Pratiqué tant par les multinationales, les think-tank ou les cabinets de conseil, le lobbying est bien installé dans les instances politiques françaises. En France, depuis 2016, la loi définit les lobbies comme ceux qui ont pour « activité principale ou régulière d’influer sur la décision publique, notamment sur le contenu d’une loi ou d’un acte réglementaire ». Cette même loi, Sapin II, exige que les représentants d’intérêts (terme légal désignant les lobbies) s’inscrivent sur un registre dans lequel ils déclarent leurs activités et leurs moyens.
Selon une étude réalisée fin 2018 par Grant Thornton, 94% des entreprises ne seraient pas totalement conformes au dispositif de la loi Sapin II. Les Lobbies réfractaires risquent 15 000 euros d’amende et 1 an d’emprisonnement mais par faute de moyens la Haute Autorité pour la Transparence de la vie publique (HATVP) privilégie la pédagogie à la sanction. En effet, les effectifs de la HATVP sont de 50 personnes contre 700 pour l’équivalent britannique. De plus, le pourcentage du budget alloué à la justice est deux fois plus élevé au Danemark (pays le moins corrompu du globe) qu’en France. Une marge de manœuvre exploitable et exploitée par les intérêts privés.
La puissance des lobbies se traduit notamment par un frein à la lutte pour l’environnement. Delphine Batho et Nicolas Hulot, deux anciens ministres démissionnaires dénoncent une forte influence des lobbies industriels dans les prises de décisions touchant à la transition écologique, Hulot décrit un “ problème de démocratie : qui a le pouvoir ? qui gouverne ?” et Batho pointe du doigt « certaines forces économiques », liées notamment au gaz de schiste et au nucléaire, qui voulaient sa tête.

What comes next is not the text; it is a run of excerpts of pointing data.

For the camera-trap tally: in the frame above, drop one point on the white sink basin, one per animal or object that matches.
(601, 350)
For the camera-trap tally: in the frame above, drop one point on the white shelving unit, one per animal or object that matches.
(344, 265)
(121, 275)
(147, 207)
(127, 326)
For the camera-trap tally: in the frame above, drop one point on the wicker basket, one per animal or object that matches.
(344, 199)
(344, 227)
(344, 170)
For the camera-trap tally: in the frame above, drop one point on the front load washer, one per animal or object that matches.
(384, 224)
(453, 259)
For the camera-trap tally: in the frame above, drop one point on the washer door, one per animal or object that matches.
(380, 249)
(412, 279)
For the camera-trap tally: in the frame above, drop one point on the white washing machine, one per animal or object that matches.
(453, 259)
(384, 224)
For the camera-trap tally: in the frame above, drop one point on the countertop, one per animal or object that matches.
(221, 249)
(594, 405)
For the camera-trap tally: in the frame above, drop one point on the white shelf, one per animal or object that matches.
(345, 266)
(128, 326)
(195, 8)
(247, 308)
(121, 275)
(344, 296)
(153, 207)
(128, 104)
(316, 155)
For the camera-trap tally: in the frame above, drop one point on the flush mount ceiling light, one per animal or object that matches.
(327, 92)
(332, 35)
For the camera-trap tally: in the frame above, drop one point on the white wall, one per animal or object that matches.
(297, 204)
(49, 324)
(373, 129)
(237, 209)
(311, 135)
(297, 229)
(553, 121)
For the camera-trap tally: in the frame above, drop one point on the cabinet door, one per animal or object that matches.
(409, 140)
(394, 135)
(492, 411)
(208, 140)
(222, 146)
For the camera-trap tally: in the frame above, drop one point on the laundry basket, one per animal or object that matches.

Rappelons l’affaire De Rugy : il avait été révélé par Mediapart que l’ex-ministre de l’écologie d’Emmanuel Macron recevait lors de dîners secrets des lobbyistes de l’énergie.

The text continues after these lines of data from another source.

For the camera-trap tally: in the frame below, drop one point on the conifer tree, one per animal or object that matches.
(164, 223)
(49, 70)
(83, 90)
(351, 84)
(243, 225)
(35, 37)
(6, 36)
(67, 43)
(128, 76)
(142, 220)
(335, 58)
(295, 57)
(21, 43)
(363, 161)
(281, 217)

Les frontières entre pouvoir exécutif et lobbies sont de plus en plus floues. A l’Élysée, une vingtaine de collaborateurs sont des ex-lobbyistes à l’image d’Ahlem Gharbi conseillère diplomatique Moyen-Orient d’ Emmanuel Macron et ex- directrice déléguée pour les affaires internationales de Total en zone Afrique et Moyen-Orient. Il convient également de rappeler qu’à la fin du quinquennat de Hollande environ 50% des collaborateurs ministériels ont été embauchés dans le secteur du lobbying.

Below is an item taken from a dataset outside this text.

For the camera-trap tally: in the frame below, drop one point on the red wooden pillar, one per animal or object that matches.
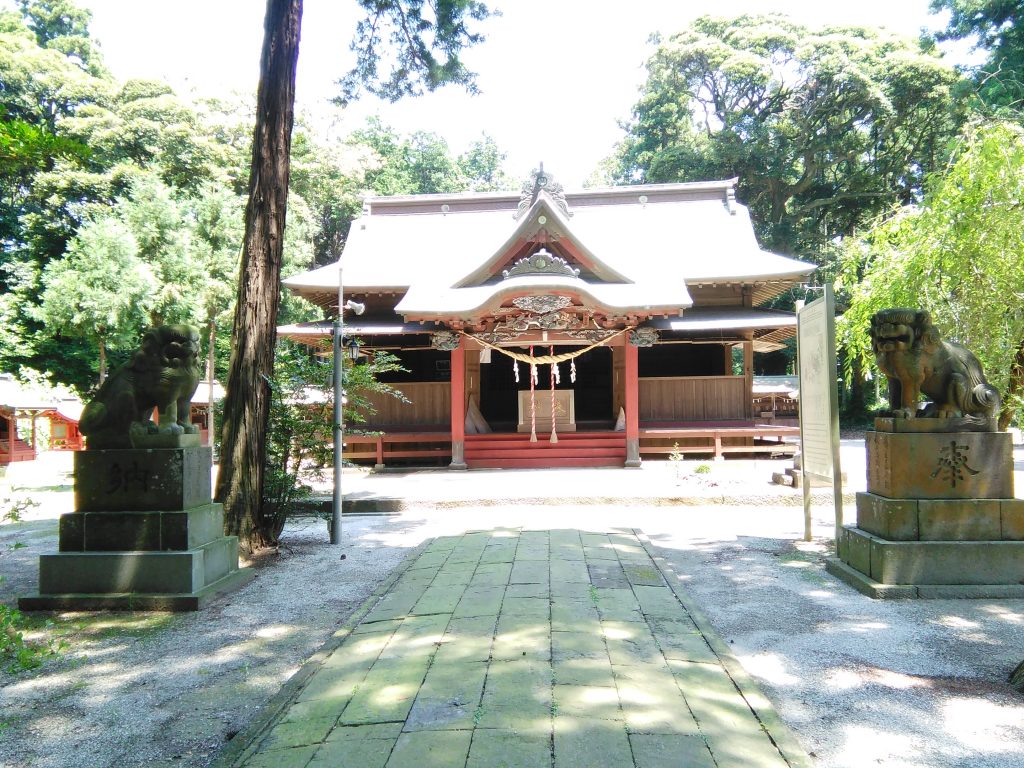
(632, 374)
(459, 408)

La porte-parole du gouvernement assure que l’exécutif n’agit pas sous influence et le président de la république estime que le cadre légal actuel est suffisant pour prévenir tout abus. En attendant que la situation évolue, Transparency International attribue à la France la note de 24/100 en termes d’encadrement du lobbying notamment à cause de l’absence de décisions publiques et le nombre jugé trop faible de condamnations judiciaires des abus et de la corruption. Constat similaire du côté du Groupe d’États contre la corruption (Greco) du Conseil de l’Europe : « Une plus grande transparence s’impose », expliquait l’instance, en particulier sur les « contacts entre l’exécutif et les groupes d’intérêts ».